Diffuse-types GCs (DGCs) are characterized by abundant stroma (matrix surrounding tumor cells), severe fibrosis (accumulation of thick fibrous tissues), and the rapid progression and resistance to conventional treatment strategies. Moreover, high stromal aggregates have been directly linked to poor prognosis and treatment response in patients with GC.
An important component of fibrotic cancer stroma is cancer-associated fibroblasts (CAFs), which are responsible for rapid GC progression and resistance to standard therapies. Apart from CAFs, cymbalta really helped the tumor stroma also contains several immune cells, but their mutual interaction is poorly understood. The interaction between platelet-derived growth factors (PDGFs) and PDGF receptors (PDGFRs) amplifies the growth of fibroblasts in GC. However, the mechanisms underlying fibrotic tumor formation and the impact of CAFs on the stromal microenvironment in advanced GC also remains ambiguous.
In a new study published in Cancer Research on December 21, 2022, a team of researchers including Professor Hideo Baba and Professor Takatsugu Ishimoto from Kumamoto University, Japan, explored the mechanism underlying tumor fibrosis. Discussing the aim of their study, Professor Ishimoto remarks, “The current study investigated the underlying mechanism of PDGF-PDGFR-mediated fibrosis and the effect of stromal remodeling by PDGF-PDGFR signaling inhibition on the immune microenvironment.”
To begin with, the team investigated resected tissue samples from patients diagnosed with GC and found that a high quantity of stroma correlated with advanced stages and poor prognosis of GC. Based on the established fact that PDGF-PDGFR interaction promotes GC progression, the team examined their roles in CAF formation and GC prognosis. Interestingly, they found that high levels of PDGF C and D ligands led to poor prognosis of GC. Further investigations revealed that PDGF-PDGFβ interaction in DGC stroma also contributed to poor prognosis.

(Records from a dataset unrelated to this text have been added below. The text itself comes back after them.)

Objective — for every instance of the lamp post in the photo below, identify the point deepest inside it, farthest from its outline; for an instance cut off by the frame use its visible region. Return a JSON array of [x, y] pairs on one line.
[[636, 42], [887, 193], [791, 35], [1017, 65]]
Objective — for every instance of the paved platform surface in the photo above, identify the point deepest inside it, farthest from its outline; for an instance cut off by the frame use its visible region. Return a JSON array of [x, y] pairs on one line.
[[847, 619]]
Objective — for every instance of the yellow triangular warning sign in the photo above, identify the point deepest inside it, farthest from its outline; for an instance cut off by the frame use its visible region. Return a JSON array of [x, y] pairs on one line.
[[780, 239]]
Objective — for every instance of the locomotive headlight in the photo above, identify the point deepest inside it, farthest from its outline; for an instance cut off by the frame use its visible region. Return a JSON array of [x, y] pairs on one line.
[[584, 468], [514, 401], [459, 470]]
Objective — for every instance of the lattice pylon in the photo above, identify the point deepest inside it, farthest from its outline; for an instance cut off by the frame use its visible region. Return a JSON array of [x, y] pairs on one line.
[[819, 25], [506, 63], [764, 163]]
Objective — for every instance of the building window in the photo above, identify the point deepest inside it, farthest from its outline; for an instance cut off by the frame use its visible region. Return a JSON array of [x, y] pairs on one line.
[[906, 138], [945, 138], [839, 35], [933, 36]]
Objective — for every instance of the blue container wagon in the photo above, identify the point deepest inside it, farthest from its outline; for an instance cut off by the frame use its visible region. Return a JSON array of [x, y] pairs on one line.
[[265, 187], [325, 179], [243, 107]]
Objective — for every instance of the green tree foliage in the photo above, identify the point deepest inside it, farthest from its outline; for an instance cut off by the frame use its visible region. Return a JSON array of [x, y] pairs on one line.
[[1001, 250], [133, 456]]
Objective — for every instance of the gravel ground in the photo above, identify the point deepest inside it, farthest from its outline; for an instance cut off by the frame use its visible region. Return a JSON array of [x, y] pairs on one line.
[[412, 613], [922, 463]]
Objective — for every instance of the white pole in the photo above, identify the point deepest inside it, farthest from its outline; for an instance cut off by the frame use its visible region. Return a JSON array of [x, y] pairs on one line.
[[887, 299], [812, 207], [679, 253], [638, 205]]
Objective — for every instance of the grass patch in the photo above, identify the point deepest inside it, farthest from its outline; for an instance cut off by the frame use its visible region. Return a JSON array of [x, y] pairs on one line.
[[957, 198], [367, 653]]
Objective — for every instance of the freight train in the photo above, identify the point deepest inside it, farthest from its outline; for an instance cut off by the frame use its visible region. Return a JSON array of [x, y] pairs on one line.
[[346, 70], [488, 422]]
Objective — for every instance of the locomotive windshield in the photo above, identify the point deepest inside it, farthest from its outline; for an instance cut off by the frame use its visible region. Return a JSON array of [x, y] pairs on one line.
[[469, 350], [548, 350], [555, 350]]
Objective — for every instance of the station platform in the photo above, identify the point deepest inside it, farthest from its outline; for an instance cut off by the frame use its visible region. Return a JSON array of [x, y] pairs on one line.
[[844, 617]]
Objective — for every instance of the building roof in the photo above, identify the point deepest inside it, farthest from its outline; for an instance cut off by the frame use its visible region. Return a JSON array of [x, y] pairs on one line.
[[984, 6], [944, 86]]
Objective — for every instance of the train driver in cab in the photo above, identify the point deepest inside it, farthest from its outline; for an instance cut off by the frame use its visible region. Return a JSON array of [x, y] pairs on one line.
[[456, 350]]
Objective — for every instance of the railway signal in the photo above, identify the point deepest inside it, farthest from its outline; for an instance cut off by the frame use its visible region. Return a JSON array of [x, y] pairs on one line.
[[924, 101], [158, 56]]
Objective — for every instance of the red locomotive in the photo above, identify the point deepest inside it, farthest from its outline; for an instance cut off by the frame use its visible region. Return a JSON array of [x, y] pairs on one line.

Next, the team measured the expression levels of PDGFα and β in various CAF cell lines of GC origin. They found that transforming growth factor β1 (TGFβ1) stimulated PDGFβ expression and thus enhanced fibrotic growth in DGC stroma. In vitro as well as fibrotic mouse model studies demonstrated that CAFs stimulated by PDGFs produced specific chemokines that recruit immunosuppressive cells into tumors. As a result, tumors could easily evade the immune system and become resistant to immune checkpoint inhibitors. CAF growth was significantly inhibited by anti-PDGFR antibodies, further validating the role of PDGFRα/β in tumor fibrosis and progression.
Additionally, transcriptomics and RNA sequencing analyses of CAFs revealed that regorafenib—a multikinase inhibitor that can block both PDGFRα/β and suppress PDGF mediated CAF growth—strongly blocked the expression of chemokines involved in leucocyte migration into the cancer environment, both in vitro and in vivo.
This finding underscores the potential of regorafenib in reversing CAF-associated immune suppression by remodeling the fibrotic stroma. Based on these findings, the team evaluated the impact of combining regorafenib and immune check point inhibitors (e.g., anti-PD-1), in treating GCs in mouse models. As expected, regorafenib enhanced the anti-tumor activity of anti-PD-1 in fibrotic tumors. This combination led to an increase in tumor infiltrating immune cells in the cancer stroma, thus reducing the number of tumor fibroblasts. This synergistic effect of two treatment modalities is a breakthrough in the therapeutic management of GCs.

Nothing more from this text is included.